Engie’s “years to implement” remark suggests the corporate understands that bolt-on mining infrastructure requires engineering, not only a PPA signature.

What Brazil is definitely betting on

Brazil did not get up and determine to develop into a mining hub. It created a focused value discount for {hardware} that may monetize a structural grid drawback, and a state-owned utility publicly examined the narrative on the identical day.

The wager is narrower than it seems: can miners take up sufficient curtailed vitality to enhance generator economics with out destabilizing the grid or creating new political threat?

If the reply is sure, Brazil captures incremental hashrate with out subsidizing it straight: miners pay for energy, mills recuperate misplaced income, and the ex-tariff removes friction.

If the reply is not any, the decision expires in January 2028, and the experiment ends. Both means, the coverage is time-bound, the economics are clear, and the dedication is reversible.

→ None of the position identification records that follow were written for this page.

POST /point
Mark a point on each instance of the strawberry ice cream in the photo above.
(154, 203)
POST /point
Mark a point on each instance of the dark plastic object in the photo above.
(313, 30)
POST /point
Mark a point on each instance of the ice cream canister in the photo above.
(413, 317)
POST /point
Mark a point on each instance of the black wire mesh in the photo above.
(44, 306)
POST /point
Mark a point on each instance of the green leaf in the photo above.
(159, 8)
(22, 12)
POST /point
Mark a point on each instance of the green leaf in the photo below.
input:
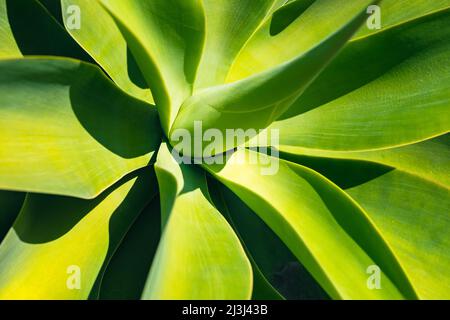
(10, 204)
(412, 215)
(319, 223)
(27, 28)
(199, 256)
(256, 101)
(229, 24)
(41, 256)
(125, 275)
(51, 139)
(428, 159)
(276, 268)
(166, 38)
(292, 31)
(395, 12)
(101, 38)
(368, 99)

However choices have worth when the underlying situations align, and Brazil’s situations are aligning.

Curtailment is rising, {hardware} prices simply dropped, and a serious generator is publicly pricing the trade-off.

The window is open by January 2028. What occurs subsequent is determined by whether or not sufficient miners acknowledge the opening earlier than it closes.